In the past decade, the psychosocial impact of cancer has become a central aspect concerning both the care of patients and the research on this disease. Much research focuses on specific aspects of quality of life that were formerly neglected, such as body image and sexuality [20, 21]. However, there are still few data taking into consideration the period of the end of the primary treatment and extended life [21]. Some researches suggest that problems involving sexuality are usual [20, 22–24], but there is also a decline in the quality of life, body image, humor, and family relations [24, 25].
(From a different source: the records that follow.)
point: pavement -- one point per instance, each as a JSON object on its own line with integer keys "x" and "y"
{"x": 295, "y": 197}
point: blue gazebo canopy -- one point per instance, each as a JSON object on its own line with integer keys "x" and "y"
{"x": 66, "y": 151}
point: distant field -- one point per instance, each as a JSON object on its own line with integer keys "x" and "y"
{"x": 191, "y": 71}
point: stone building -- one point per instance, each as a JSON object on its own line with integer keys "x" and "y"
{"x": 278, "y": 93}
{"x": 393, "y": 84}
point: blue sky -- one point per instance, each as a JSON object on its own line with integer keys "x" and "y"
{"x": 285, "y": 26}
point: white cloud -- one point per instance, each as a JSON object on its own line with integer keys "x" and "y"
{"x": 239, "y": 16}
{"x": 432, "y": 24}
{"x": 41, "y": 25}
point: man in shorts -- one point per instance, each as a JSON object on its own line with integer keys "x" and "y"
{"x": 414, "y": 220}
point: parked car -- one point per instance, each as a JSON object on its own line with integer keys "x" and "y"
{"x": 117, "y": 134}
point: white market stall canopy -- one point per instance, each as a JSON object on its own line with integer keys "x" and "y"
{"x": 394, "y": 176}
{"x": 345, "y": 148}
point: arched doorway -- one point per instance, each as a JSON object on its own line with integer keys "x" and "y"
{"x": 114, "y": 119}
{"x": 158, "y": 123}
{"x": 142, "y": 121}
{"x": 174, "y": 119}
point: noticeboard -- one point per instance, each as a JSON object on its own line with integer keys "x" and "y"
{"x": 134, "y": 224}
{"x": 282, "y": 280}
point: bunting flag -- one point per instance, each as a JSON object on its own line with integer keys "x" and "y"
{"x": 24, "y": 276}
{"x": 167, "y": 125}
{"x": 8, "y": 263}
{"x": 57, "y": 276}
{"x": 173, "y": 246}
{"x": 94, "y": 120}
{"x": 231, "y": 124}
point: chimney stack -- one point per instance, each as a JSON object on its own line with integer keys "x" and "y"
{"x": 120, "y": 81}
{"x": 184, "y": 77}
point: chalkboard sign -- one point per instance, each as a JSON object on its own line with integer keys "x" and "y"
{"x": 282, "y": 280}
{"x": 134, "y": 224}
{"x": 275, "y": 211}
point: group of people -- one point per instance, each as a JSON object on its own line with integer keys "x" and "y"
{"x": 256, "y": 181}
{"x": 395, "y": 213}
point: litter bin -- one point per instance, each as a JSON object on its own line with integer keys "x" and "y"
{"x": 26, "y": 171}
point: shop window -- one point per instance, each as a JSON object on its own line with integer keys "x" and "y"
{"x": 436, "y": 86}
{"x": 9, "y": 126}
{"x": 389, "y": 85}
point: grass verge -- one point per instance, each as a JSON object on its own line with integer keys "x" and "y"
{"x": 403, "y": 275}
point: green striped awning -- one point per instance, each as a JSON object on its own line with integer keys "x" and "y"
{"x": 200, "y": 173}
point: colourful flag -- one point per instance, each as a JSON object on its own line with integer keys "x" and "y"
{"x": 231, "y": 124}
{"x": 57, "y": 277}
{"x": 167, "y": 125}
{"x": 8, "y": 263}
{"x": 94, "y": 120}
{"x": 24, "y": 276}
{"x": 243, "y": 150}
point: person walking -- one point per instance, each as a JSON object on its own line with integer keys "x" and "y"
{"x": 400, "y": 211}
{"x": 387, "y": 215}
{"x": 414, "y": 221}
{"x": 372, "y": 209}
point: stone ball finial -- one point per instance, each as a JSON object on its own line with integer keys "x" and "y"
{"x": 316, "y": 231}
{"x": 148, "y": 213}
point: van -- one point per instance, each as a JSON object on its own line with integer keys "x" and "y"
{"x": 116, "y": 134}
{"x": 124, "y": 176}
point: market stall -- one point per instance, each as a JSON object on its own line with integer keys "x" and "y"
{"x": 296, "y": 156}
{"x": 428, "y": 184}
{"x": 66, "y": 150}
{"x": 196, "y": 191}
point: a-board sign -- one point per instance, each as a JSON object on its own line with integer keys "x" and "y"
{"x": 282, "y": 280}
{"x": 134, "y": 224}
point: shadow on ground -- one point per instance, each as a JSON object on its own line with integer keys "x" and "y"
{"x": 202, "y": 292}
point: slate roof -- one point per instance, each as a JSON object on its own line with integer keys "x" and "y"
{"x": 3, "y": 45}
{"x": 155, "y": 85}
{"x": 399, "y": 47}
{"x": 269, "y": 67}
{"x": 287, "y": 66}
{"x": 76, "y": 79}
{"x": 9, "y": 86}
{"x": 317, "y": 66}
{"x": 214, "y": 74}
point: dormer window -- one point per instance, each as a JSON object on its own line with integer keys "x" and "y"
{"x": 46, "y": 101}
Several instruments have been used to evaluate quality of life, but we have noticed that they are general questionnaires that do not assess the specific changes realized and experienced by patients undergoing breast cancer treatment (Table 47.4). We have realized that there are changes concerning the self-esteem, sexuality, and femininity that are not properly and satisfactorily assessed in the questionnaires already described and validated. These general instruments aim to evaluate, in a global way, important aspects related to quality of life (physical, social, psychological, spiritual), for instance, the Medical Outcomes Study 36—Item Short Form Health Survey (SF-36) [26], the World Health Organization Quality of Life (WHOQOL) [27], the European Organization for Research and Treatment of Cancer Breast Cancer-Specific Quality of Life Questionnaire (EORTC QLQ-BR23) [28], and Functional Assessment of Cancer Therapy—Breast (FACT-B) [29], and during the climacteric the most relevant ones are the Menopause Specific Quality of Life Questionnaire (MENQOL) [30], the Menopause Rating Scale (MRS) [31], and the Women’s Health Questionnaire (WHQ) [32]. These questionnaires have proven reliable.
Table 47.4
Examples of instruments for the evaluation of quality of life
Instruments | |
---|---|
Consisting of 11 questions, in a total of 36 items, divided into 8 components: functioning capacity (10 items), physical aspects (4 items), pain (2 items), general health condition (5 items), vitality (4 items), emotional aspects (3 items), mental health (5 items), social aspects (two items) and a question that compares the current health condition with that 1 year before | |
WHOQOL-100 [27] | Comprising 24 facets scored in six domains: physical health, psychological health, levels of independence, social relationships, environment, and spirituality, religion, and personal belief |
EORTC QLQ-C30 [28] | The domains of the functional scale include overall quality of life, physical functioning, role/performance, cognitive functioning, emotional functioning, and social functioning. The three domains of the symptom scale are fatigue, pain, and nausea/vomit. The six simple items are dyspnea, insomnia, loss of appetite, constipation, diarrhea, and financial problems |
EORTC QLQ BR-23 [28] | Consisting of 23 questions, incorporated into multi-items to measure side effects of chemotherapy, symptoms related to the arm and the breast, body image, and sexuality. There are simple items to evaluate sexual satisfaction, disturbance due to hair loss, and future perspectives |
EORTC Trial 10801 [36] | 10 questions related to body image, fear of recurrence, satisfaction concerning the treatment, and the aesthetic results |
FACT-B [29] | Includes physical, social, emotional, and functional subscales plus the Breast Cancer Subscale |
10 questions, with four options for each answer: strongly agree, agree, disagree, or strongly disagree. | |
State–Trait Anxiety Inventory (STAI) [35] | 20-item scale for measuring state anxiety and trait anxiety |
Center for Epidemiologic Studies Depression Scale (CES-D) [35] | 20-item self-report scale designed to measure the presence and degree of depressive symptoms |
Divided into 8 dimensions: physical functioning, bodily pain, role limitations due to physical health problems, role limitations due to personal or emotional problems, general mental health, social functioning, vitality (energy/fatigue), and general health perceptions. In addition, it includes a single item providing an indication of perceived changes in health |
SF-36 is a multidimensional questionnaire that consists of 11 questions, with a total number of 36 items, divided into eight components: functioning capacity (ten items), physical aspects (four items), pain (two items), overall health condition (five items), vitality (four items), emotional aspects (three items), mental health (five items), social aspects (two items) and a question that compares the current health condition with that of 1 year before. Each component corresponds to a value that ranges from zero to 100, for which zero represents the worst and 100 the best health condition [33, 34]. Nevertheless, this questionnaire has some limitations, such as not including questions concerning sexuality.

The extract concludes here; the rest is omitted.